Demonstrations are a key factor for adoption. Farmers would welcome neutral demonstrations of SFT solutions with a broad range of use-cases covering a variety of soils and crops. Furthermore, at farm level, demonstrations showcase good practices related to the use of SFT. Applied research can play an important role in the evaluation of SFT, providing empirical evidence of cost-benefit and other advantages in terms of yield, comfortability and efficient use of intrants, like the ones implemented in IoF2020 large scale demonstration project.


Peer-to-peer collaboration, support between early adopters and followers, and the facilitator role of advisors are successful strategies to foster SFT adoption. Participation of start-ups, applied research institutes, and the industry on multi-actor efforts like operational groups can contribute to the adaptation of available technologies to farmers’ real needs. Drone in Field Visit in Smart AKIS Workshop in Spain.

Plug & Play

Plug & Play approaches are highly demanded by users of new technology setups, the upgrade of existing equipment, improved technology usability and data interpretation. A combination of tools – such as training podcasts, infographics, the use of digital screens, or short video clips - should be made available by the agricultural industry and advisory services to educate users.. Moreover, the user experience (UX) should be improved in the design and development of new equipment and programmes.
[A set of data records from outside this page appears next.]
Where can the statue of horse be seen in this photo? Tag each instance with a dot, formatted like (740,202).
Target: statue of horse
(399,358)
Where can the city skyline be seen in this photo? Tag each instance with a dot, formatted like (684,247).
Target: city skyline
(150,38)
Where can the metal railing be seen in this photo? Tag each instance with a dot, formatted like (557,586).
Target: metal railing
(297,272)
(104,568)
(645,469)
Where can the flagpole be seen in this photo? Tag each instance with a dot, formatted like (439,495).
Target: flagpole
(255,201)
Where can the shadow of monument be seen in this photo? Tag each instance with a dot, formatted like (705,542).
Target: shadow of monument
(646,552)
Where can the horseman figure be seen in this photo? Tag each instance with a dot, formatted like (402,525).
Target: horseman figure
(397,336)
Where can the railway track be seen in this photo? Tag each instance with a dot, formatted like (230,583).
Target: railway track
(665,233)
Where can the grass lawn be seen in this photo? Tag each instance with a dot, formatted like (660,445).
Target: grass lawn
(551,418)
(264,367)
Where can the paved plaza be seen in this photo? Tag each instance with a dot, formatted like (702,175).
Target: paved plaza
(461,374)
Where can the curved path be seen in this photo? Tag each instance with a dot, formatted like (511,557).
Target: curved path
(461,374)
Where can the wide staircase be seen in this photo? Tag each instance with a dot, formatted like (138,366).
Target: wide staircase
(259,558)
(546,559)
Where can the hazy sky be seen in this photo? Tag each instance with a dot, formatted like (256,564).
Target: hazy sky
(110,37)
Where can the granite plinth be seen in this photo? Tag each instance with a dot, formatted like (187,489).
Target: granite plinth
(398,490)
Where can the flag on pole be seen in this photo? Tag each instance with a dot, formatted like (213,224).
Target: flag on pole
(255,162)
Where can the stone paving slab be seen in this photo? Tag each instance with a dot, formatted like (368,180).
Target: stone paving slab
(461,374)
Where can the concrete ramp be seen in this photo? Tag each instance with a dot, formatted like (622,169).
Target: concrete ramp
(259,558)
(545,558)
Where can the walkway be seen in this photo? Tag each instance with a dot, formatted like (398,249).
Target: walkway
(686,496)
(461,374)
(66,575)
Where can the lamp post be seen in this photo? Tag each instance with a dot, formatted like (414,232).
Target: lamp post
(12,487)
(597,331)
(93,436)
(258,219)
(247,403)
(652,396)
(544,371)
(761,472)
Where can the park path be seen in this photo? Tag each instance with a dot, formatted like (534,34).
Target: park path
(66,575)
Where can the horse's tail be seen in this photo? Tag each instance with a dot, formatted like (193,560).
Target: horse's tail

Interoperability and Standardisation 

Interoperability and Standardisation remain a challenge in spite of industry’s efforts to progress in this field. Farmers demand compatibility among SFT in order to maintain the flexibility in their processes and spread risks through using different SFTs from various providers. Nevertheless, farmers are also waiting for integrated systems delivered by a single provider tackling all their farm management and data support needs.

Data Management Concerns

Data management concerns farmers in terms of data ownership, exploitation and usability. Upcoming regulation enshrining ownership of agronomical data by farmers, will demand a wide dissemination and increased visibility of the current benefits of sharing such data, mainly for small farm holders.

Smart AKIS keeps working with farmers, researchers, advisors, and industry to come up with policy recommendations in 2018 on how to tackle these and other challenges for Smart Farming to become the New Normal in EU agriculture.